What To Do When Your Partner Doesn't Want To Be Intimate?

Next, we must look at what to do when your partner doesn’t want to be intimate. Sometimes it can be a family thing that will run its course in a few weeks, but that doesn’t mean you can not establish an intimate connection with yourself in the meantime. In other instances, your partner might have deeper-rooted issues that are making intimacy hard.

But that is where I come in. When you start losing that intimate connection, it is normal for you to start looking for what to do when your partner doesn’t want to be intimate. This is why I have added a few tips to help you figure out how to establish that connection again.

1. Talk About It

Sometimes when there is a huge issue in a relationship, the partners figure out that if they had just spoken about it beforehand, the issue would never have gotten this big. If you open up to your partner about how you are feeling, a larger problem might be avoided. Suppose you show that you want to support them in whatever they are dealing with and help them through it. In that case, they might open up about what it is that is causing them not to be intimate anymore. To fix something, you need to find the root of the problem.

2. Counselling

Seeking professional help is never a sign of weakness or a bad idea. It is not a place to air your dirty laundry but rather a safe space to get wisdom on how to handle a situation. There are so many options for couples counseling, and many couples think you need to be married to try it out.

3. No Blame

When talking about your intimacy issues, try not to assign any blame to your partner. Rather, open up and listen to their side of the argument or issue and try to fix the problem instead of finding someone to blame.

4. Discuss Kinks

Sometimes, when intimacy reaches a certain level, your partner may start to feel like they want to share some fetishes they have. This can halt intimacy if they do not feel comfortable sharing these bedroom kinks with you. Be sure to be open about your kinks, ask them what they would like differently, and assure them that their kinks do not bother you.

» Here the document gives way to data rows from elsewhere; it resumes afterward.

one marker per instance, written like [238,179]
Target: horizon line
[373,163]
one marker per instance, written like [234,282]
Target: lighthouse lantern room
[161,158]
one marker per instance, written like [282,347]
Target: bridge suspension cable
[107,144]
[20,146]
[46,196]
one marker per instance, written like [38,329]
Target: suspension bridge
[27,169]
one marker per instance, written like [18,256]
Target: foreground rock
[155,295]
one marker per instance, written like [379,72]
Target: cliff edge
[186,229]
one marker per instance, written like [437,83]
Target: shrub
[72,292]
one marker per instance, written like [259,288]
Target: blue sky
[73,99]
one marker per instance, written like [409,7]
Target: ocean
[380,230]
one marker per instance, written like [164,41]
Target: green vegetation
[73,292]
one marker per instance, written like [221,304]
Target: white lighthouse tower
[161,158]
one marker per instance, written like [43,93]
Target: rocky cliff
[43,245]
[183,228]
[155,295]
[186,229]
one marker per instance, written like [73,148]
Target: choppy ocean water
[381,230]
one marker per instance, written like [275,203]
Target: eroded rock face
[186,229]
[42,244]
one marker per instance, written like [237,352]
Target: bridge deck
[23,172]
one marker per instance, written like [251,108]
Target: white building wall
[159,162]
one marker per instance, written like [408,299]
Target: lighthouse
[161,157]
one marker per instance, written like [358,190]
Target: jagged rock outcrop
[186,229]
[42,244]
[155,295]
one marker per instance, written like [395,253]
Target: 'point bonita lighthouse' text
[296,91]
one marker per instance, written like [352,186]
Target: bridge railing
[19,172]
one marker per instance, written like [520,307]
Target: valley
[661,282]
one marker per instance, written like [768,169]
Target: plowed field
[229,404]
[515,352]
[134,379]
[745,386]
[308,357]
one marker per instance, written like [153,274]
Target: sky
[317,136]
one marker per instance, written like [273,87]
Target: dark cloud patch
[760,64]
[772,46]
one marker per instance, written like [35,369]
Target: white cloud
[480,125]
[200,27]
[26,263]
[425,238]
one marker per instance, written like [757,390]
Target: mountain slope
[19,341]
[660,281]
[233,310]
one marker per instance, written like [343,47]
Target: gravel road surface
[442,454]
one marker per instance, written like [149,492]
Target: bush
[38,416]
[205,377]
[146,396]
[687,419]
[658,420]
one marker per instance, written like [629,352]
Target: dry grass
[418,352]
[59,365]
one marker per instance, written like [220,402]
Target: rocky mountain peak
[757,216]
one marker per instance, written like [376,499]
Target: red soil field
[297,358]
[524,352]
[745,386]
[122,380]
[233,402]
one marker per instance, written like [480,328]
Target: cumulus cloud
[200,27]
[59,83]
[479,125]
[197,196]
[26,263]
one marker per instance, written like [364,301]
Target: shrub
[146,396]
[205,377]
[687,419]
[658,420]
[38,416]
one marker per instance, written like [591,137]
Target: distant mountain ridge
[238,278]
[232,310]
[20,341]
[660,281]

5. Work on Your Emotional Intimacy

Take time in your day to spend quality time with your partner and deepen the emotional connection. When you have comfortable emotional intimacy, your sexual intimacy will automatically get better.

6. Respect

Always respect your partner. Respect their decision when they do not want to be intimate with you. When you do not respect your partner's decision, they might feel like you do not love them for who they are but only for the sexual pleasure, they give you.

Final Thoughts

We all know that intimacy is important in a relationship, but respecting your partner's decision on physical intimacy should be a priority.

If you notice that your partner does not want to be intimate with you anymore, it does not always mean that they do not want to have sex with you. There could be things in their life that are making it hard for them to focus on the intimacy of your relationship.

Now that you know what intimacy is in a relationship, you can work on both aspects of intimacy daily.

A healthy relationship requires sacrifice from both of you, and sometimes you need to focus on helping support your partner before you can return to your normal intimate moments.